Jason himself openly admits that the last few months have been incredibly difficult time for him mentally as well. His beloved mother’s mental and physical health plummeted, seeing her pass away in summer this year.

‘My mum was in bed at the end of the last lockdown, and she never got up again,’ he says, matter-of-factly. ‘It was rough, but I’m doing better now.

‘She was saying things like she just wanted to go. It was hard hearing her talk about her mental health in that way, because I love her, and when you love someone, it’s hard to talk to them rationally about this sometimes.’

Previously, Jason would have attempted to suppress his grief, to try and soldier on for the sake of his family. But his wife of 14 years, Elly Fairman, has encouraged him to be open about how he’s feeling, and to have an open dialogue with their 10-year-old twins, Cassius and Noah.

‘When I got upset, I used to hide it from them,’ Jason explains. ‘But actually, them seeing me cry is really good for them, because then they know it’s okay to cry and get upset about stuff. I try and do that now, and let them see me that way, to normalise male emotions.’

World Suicide Prevention Day 2022

For this year’s World Suicide Prevention Day, Metro.co.uk have teamed up with Samaritans to share stories and awareness.

As the UK’s leading suicide prevention charity, their aim is to encourage people not to be afraid to talk about suicidal thoughts and feelings if they are worried about someone.

‘Suicide can be seen as a taboo subject, so it is important people know it is OK to ask things like, “are you feeling suicidal?” as it helps the topic of suicide enter conversations more,’ says Samaritans CEO Julie Bentley.

Research has shown that asking someone if they’re suicidal won’t make things worse – it could even protect them.

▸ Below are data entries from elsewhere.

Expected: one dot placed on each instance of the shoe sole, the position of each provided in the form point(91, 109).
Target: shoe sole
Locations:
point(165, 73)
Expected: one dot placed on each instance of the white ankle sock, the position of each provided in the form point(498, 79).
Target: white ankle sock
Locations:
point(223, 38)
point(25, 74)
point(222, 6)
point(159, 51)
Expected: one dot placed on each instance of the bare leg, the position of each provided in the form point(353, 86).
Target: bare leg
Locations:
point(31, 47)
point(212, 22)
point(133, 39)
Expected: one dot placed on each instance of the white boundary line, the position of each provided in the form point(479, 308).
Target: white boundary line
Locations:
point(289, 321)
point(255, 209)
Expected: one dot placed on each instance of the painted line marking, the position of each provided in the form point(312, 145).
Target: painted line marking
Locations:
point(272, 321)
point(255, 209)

You can find advice and support on how to start a conversation about suicidal thoughts here.

Anyone can contact Samaritans, free, 24/7, 365 days a year, on 116 123, email [email protected] or visit www.samaritans.org.  

‘I’ve always been a soppy bastard really and that’s come from my mum,’ he adds. ‘She encouraged me to be emotional. And that’s been easy for me. Films are my therapy. I cry at any film. As men, we need an excuse to cry. The worst thing to say when boys are upset is man up, grow a pair… all the awful male phrases that are hopefully now redundant that were said to me a million times. I’m hoping Luddites like me aren’t passing on those things to kids as much as they used to.’

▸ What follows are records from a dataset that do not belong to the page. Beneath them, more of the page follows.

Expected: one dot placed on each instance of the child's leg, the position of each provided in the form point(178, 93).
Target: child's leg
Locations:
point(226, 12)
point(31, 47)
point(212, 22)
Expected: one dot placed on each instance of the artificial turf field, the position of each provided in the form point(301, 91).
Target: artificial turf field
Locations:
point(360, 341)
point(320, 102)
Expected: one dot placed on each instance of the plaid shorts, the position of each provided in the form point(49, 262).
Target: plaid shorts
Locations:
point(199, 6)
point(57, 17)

Now, Jason is hoping more people will be able to acknowledge and confront their feelings across the generations.

‘It’s the people who suddenly stop participating in everything who are the ones you’ve got to watch,’ he says. ‘To burst that bubble you just have to say it’s really basic and ask them if they’re okay. If you put your hand out to help, they will grab it.

‘We’re so busy with our own stuff we can feel embarrassed or that we don’t know them well enough. If they’ve nodded their head at you, you know them well enough to ask if they’re okay.’

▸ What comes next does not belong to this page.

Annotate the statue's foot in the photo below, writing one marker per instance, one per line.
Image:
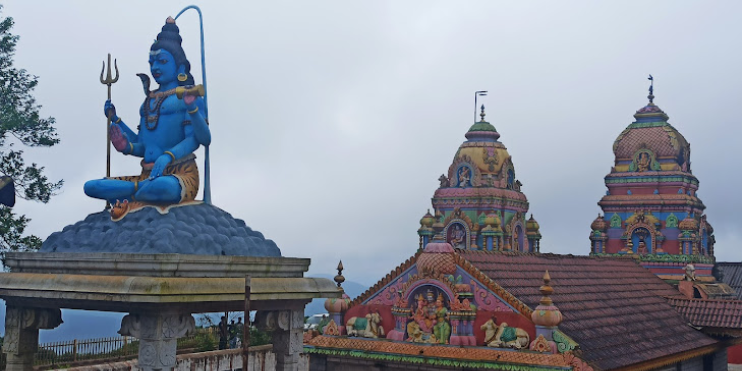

‘We all need mental health first aid training,’ adds Jason. ‘We know what to do if someone goes into anaphylactic shock but we don’t know what to do if someone says they want to kill themselves. 

‘We’re seeing Samaritans out there, but the basic tools they teach can be taught in a relatively short space of time: listening, no advice, no judgement. It’s a really simple thing, it can be learnt relatively quickly and easily. 

‘Younger generations are more empathetic by the fact it’s a different world now. That’s a great thing for the future.’